You do have to consider middlebox and client caching when you do this. Returning a 200 with a 'not found' would be cached, and that may or may not be desired for the use case.

[yardstick]

That’s I guess an issue for cache header instructions to solve.

With 200 codes being cached you still will have problems like stale data. Wouldn’t want the Target registers using yesterdays prices for today (especially if yesterday was a super sale day like Black Friday etc).

[kerbs]

Targets mobile apps were down over Black Friday many years back for a very similar reason – logic done on status codes.

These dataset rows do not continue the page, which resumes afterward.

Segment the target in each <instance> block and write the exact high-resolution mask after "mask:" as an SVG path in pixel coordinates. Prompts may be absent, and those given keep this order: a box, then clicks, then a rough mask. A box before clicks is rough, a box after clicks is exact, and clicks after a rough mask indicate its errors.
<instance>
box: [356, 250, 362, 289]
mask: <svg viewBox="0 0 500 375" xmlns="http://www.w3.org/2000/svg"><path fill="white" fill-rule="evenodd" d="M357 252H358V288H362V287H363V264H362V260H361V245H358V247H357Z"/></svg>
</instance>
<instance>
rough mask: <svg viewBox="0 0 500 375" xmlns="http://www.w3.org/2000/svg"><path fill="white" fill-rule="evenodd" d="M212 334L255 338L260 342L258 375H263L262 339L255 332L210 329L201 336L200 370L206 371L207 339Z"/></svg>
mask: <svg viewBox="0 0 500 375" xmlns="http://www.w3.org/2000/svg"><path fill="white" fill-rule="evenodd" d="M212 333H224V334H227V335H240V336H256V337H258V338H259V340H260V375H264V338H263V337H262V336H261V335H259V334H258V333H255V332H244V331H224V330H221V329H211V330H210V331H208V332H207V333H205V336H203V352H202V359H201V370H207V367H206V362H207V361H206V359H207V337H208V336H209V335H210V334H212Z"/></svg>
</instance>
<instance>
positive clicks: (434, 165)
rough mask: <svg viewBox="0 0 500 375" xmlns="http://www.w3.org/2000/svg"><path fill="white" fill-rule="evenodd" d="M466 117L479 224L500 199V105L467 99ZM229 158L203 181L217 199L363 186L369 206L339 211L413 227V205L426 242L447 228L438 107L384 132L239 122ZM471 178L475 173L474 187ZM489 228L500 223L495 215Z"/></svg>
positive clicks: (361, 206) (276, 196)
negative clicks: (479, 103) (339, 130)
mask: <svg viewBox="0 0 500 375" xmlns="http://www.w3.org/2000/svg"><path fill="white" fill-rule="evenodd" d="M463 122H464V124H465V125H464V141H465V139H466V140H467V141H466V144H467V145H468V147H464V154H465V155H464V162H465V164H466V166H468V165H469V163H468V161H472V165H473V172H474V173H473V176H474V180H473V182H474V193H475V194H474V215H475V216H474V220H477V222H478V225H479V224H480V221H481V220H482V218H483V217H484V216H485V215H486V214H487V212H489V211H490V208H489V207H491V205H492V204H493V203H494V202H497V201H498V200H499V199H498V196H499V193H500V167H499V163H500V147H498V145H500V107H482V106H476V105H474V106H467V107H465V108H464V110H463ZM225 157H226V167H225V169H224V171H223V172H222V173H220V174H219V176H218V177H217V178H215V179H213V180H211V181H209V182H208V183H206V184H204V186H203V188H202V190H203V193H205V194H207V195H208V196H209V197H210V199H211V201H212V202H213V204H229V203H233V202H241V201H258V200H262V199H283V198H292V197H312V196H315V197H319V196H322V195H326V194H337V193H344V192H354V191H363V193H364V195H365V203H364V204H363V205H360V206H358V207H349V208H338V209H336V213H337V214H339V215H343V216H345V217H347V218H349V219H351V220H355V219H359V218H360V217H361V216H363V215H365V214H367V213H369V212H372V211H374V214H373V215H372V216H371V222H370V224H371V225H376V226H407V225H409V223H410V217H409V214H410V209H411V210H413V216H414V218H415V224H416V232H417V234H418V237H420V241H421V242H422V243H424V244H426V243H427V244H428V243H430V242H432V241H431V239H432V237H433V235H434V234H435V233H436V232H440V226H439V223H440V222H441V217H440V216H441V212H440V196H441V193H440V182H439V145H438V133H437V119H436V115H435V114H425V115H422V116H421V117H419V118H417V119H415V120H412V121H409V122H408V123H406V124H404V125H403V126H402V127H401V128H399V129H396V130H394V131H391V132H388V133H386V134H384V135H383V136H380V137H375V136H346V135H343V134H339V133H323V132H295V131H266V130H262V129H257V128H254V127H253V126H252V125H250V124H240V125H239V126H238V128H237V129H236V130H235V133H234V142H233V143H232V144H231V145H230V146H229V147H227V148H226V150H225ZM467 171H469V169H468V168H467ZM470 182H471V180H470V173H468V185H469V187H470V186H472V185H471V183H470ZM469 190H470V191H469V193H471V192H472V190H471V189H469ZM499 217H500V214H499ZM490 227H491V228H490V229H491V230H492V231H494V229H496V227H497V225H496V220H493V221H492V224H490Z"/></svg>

A 403 in the API had a very specific meaning, and when the proxy layer started returning 403s everyone had a really bad time.

(That was a long day)

[marcosdumay]

> A 403 in the API had a very specific meaning

And that meaning wasn't "you are authenticated as a user that can not access this resource"?

[kerbs]

It meant the client was expected to then make a request to refresh their session token.

Because of the middle layer sending a 403 instead of the API, clients would request refresh tokens in an infinite loop.

[a-dub]

also maybe counting any sort of retry or fallback as a trackable and alertable failure.

auto/silent fallbacks seem like clever ways of avoiding beeps and remaining resilient against failures in supporting systems, but in practice it they always tend to just cover up real issues until it's too late.

i think the ideal is to have a nice easily included retry library that includes reporting/alerting, configurable backoff schemes and logging that can be used everywhere on things that can have transient failures.

[henry700]

Yeah, this. If they just had a custom counter for "ILS datacenter fetch" retries after receiving a 404 from the local cache and that spiked to, say, 50% of the "every scan counter" value, something would already be seriously wrong: How does the local Target store cache have less than 50% of the needed data in it??

[jaywalk]

I think a better solution would be to use the 404 code but include a body with the detailed error. That way the response to an invalid URL looks different from an actual item not being found.

[hn_throwaway_99]

But many clients don't even look at the body if the response is a 404.

[jaywalk]

True, but we're talking about fully internal systems here, where one party is in control of both the client and server.

[joeframbach]

The proper response should have been 400 Bad Request, not 404 Not Found. Because the client's request contained bad request data. Not that the item wasn't found.

[layer8]

If you place a standard web server in default configuration (serving an empty directory tree of static files) on that host, it will also return 404 for any GET request. By that I mean, the client has in principle to expect that 404 means “I asked the wrong server” or “the server is misconfigured” or “my endpoint is gone”.

[hn_throwaway_99]

This is one (of many) reasons why I prefer GraphQL. The error codes are clearly defined and contained in the body of a 200 response.